E il premier va a braccetto con i nemici storici

Per le strade con l'ex leader laburista. E Farage: troppi immigrati, rischio molestie

Gaia Cesare

Ieri ai coltelli, oggi fratelli. Uniti contro la Brexit. Potrebbe essere sintetizzata così l'insolita alleanza che in queste ore vede David Cameron sfilare al fianco di alcuni fra i pesi massimi del Labour per sostenere la campagna «remain» a favore della permanenza del Regno Unito nell'Unione Europea. Ieri l'ultima immagine che ha fatto inorridire molti elettori conservatori: il premier a fianco di Harriet Harman, la più longeva deputata laburista a Westminster, che per due volte ha guidato il partito di opposizione nelle fasi di passaggio in attesa dell'elezione del leader in pectore. Un altro colpo per i duri e puri del Partito Conservatore dopo le uscite a braccetto con il sindaco di Londra Sadiq Khan.

È il miracolo del referendum del 23 giugno, sul quale il primo ministro inglese si gioca la reputazione. E il cui esito, a due settimane dal voto, è sempre più incerto. Anzi vede addirittura confermare la netta rimonta degli euroscettici, il cui sorpasso sembra confermato dagli ultimi due sondaggi (ma restano ancora fra il 9% e l'11% di indecisi). Per Icm il distacco si allunga con i pro-Ue al 43% contro il 48% dei favorevoli all'addio a Bruxelles. Idem per YouGov che dà il campo pro-Brexit davanti 45% contro 41%.

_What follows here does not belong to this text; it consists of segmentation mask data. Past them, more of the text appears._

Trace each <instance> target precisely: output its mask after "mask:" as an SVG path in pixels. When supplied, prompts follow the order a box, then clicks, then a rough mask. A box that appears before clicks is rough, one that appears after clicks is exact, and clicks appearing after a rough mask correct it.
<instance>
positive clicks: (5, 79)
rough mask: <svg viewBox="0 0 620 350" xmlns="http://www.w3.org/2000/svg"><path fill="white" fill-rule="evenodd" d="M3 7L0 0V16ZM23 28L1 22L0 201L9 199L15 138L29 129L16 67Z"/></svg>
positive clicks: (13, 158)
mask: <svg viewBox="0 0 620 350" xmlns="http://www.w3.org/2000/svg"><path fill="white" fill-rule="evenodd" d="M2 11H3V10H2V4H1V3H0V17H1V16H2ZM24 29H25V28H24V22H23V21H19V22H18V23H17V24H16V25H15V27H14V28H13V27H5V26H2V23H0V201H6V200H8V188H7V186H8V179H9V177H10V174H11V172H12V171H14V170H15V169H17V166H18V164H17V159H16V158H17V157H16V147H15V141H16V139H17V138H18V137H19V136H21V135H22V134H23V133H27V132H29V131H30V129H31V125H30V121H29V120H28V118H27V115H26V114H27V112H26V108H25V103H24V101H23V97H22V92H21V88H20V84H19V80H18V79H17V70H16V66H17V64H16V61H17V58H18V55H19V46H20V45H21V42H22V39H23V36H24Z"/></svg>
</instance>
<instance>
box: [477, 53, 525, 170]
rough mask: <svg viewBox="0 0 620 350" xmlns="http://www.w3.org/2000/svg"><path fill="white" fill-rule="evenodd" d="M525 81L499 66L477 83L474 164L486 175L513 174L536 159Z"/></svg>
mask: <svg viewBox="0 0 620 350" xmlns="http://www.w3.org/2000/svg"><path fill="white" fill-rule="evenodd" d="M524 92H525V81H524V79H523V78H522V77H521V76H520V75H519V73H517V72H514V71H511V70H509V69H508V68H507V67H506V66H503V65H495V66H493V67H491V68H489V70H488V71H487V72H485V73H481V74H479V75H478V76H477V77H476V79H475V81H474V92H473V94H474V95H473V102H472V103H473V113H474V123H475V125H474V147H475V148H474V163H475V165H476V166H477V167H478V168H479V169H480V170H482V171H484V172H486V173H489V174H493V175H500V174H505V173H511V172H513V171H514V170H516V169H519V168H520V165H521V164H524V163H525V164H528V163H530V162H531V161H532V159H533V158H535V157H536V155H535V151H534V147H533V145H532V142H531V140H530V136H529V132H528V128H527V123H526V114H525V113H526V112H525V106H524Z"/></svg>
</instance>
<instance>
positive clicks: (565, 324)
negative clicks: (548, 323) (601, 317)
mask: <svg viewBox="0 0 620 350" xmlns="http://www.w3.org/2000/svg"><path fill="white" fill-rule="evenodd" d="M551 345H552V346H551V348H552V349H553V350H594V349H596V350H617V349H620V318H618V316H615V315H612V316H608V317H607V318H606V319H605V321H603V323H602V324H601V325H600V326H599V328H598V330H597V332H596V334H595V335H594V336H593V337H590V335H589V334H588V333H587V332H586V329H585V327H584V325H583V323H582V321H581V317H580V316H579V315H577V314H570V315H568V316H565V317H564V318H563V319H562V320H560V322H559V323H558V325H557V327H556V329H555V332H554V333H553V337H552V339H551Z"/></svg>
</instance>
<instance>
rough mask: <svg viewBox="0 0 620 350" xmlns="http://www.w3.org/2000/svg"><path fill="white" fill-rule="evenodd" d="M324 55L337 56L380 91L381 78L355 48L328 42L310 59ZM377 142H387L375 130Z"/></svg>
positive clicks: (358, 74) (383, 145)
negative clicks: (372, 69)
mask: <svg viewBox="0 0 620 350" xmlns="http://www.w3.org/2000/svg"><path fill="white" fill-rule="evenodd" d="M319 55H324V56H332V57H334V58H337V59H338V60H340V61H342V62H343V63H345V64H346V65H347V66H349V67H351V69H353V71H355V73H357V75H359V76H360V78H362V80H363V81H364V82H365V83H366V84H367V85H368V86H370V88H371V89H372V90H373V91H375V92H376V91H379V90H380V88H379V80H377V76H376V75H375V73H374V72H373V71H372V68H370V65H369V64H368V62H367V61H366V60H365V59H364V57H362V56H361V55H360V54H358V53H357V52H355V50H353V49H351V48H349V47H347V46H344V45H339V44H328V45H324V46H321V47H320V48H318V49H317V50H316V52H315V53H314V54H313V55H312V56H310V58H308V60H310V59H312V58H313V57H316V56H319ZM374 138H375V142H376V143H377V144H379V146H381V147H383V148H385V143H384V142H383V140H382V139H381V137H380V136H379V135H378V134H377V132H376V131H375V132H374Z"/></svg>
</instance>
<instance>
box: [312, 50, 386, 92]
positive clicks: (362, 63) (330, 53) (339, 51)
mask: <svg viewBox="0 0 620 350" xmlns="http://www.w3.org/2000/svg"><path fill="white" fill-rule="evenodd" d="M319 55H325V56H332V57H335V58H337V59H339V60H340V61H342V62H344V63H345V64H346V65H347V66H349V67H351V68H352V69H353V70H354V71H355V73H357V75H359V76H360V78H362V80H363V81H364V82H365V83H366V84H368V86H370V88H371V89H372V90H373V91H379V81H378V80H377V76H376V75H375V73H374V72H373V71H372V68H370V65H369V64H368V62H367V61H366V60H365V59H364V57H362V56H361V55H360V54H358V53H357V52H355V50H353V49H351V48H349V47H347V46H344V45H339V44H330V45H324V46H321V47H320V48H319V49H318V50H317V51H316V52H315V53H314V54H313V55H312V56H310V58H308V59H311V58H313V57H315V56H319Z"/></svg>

A proposito dell'inedito fronte comune contro l'uscita, ieri il capo del governo ha incassato anche l'appello dei principali sindacati inglesi. Rivolgendosi a 6 milioni di iscritti, Unite, Unison, Gmb e Usdaw hanno tessuto le lodi del sistema di tutele sul lavoro garantito dalla Ue. Peccato che per farlo abbiano avvertito dei rischi che un'eventuale uscita porterebbe all'epoca di un governo a guida Tory. Secondo i sindacati, votare per l'addio alla Ue significherebbe dare all'esecutivo conservatore la possibilità di smantellare i diritti acquisiti su congedo di maternità, lavoro notturno e riposi. Ed è questa l'altra incredibile bizzaria che rischia di mandare su tutte le furie molti Conservatori contrari alla linea pro-Ue del premier e alle frequentazioni anomale di queste ore.

Tra avvertimenti e timori, con Cameron che definisce la Brexit «una bomba sotto la nostra economia», non potevano mancare le uscite dei due pesi massimi del fronte opposto, quello pro-Brexit. Con la solita ironia, l'ex sindaco di Londra Boris Johnson sulle pagine del Telegraph descrive lo scioccante risveglio all'indomani di un eventuale voto favorevole alla Ue come i postumi della «peggiore sbornia possibile». Boris prevede quanto il conto da pagare per Londra sia destinato a salire l'anno prossimo a «2,4 miliardi di sterline», ben oltre i 3 miliardi di euro. «Ora e solo ora è il momento di mettere fine a questa erosione di democrazia senza limiti» - scrive il deputato Tory - per sollevarsi a favore dei «diseredati dell'Europa del Sud rovinati dall'euro», «per i lavoratori inglesi sottopagati e contro l'immigrazione incontrollata».

Ma sul tema immigrazione, come al solito a spararla più grossa è il leader dell'Ukip Nigel Farage. Che solleva l'ennesimo polverone sventolando il rischio del moltiplicarsi di casi di molestie sessuali in stile Colonia se vincesse il sì alla Ue e le porte del Regno Unito restassero aperte agli immigrati. «Sarebbe come una bomba nucleare» dice il leader euroscettico. Ed è la seconda bomba agitata in un solo giorno per orientare le sorti del voto del 23 giugno.